Telemetrie. Daten für eine bessere Betriebsorganisation
Die Telemetrie umfasst die automatisierte Erfassung, Übertragung und Auswertung von Maschinendaten und Prozessen. Dabei werben die Hersteller mit positiven Effekten auf Erträge oder Produktionskosten. Praktiker sehen den Nutzen allerdings woanders, zeigt eine Studie der Universität Göttingen. Hinrich Ilse, Hannes Meyer und Marius Michels fassen die wichtigsten Ergebnisse zusammen.

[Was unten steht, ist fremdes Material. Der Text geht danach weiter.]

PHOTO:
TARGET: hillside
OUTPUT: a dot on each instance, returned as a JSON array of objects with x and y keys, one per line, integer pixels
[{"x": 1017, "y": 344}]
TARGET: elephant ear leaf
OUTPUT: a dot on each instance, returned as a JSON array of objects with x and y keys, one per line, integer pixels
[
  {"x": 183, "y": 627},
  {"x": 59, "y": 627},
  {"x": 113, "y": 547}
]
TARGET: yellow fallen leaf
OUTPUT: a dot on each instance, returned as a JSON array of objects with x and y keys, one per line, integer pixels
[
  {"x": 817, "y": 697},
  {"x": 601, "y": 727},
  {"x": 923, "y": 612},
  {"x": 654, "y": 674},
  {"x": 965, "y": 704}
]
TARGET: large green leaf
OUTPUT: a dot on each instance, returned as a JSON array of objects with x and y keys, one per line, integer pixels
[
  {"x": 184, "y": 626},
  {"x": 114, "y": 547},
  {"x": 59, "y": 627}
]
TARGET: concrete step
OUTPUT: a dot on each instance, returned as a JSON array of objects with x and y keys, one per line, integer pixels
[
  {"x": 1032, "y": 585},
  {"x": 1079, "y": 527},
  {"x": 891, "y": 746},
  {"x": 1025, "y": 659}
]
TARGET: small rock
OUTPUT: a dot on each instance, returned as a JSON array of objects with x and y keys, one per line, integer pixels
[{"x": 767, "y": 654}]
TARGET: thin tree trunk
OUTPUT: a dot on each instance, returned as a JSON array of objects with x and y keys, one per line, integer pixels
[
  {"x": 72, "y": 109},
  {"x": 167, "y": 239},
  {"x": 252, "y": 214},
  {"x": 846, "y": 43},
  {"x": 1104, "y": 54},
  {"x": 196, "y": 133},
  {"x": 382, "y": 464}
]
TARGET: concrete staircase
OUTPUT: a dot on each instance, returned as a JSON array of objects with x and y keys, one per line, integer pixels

Die Digitalisierung landwirtschaftlicher Produktionssysteme schreitet deutlich voran. Moderne Landmaschinen erfassen heute eine Vielzahl von Betriebs- und Prozessdaten und übertragen diese über Mobilfunk an externe Server. Diese Form der automatisierten Datenübertragung wird als Telemetrie bezeichnet. Die Daten werden über den CANBUS der Maschine erfasst und anschließend auf digitalen Plattformen der Hersteller oder in Farmmanagementsystemen bereitgestellt. Doch wie sieht die Nutzung in der Praxis tatsächlich aus? Welche Vorteile sehen Landwirte in Telemetriedaten – und wo liegen die Grenzen der Technologie? Eine aktuelle Studie der Universität Göttingen ging diesen Fragen nach.
Effizienter durch Telemetrie
Telemetriedaten können beispielsweise Informationen über Maschinenstandorte, Arbeitszeiten, Motordaten oder durchgeführte Feldarbeiten enthalten. Mit der zunehmenden Verbreitung dieser Technologien sind hohe Erwartungen verbunden. Telemetrie soll landwirtschaftliche Betriebe effizienter machen, Arbeitsabläufe besser koordinieren und langfristig sogar zur Steigerung von Erträgen oder zur Senkung von Kosten beitragen.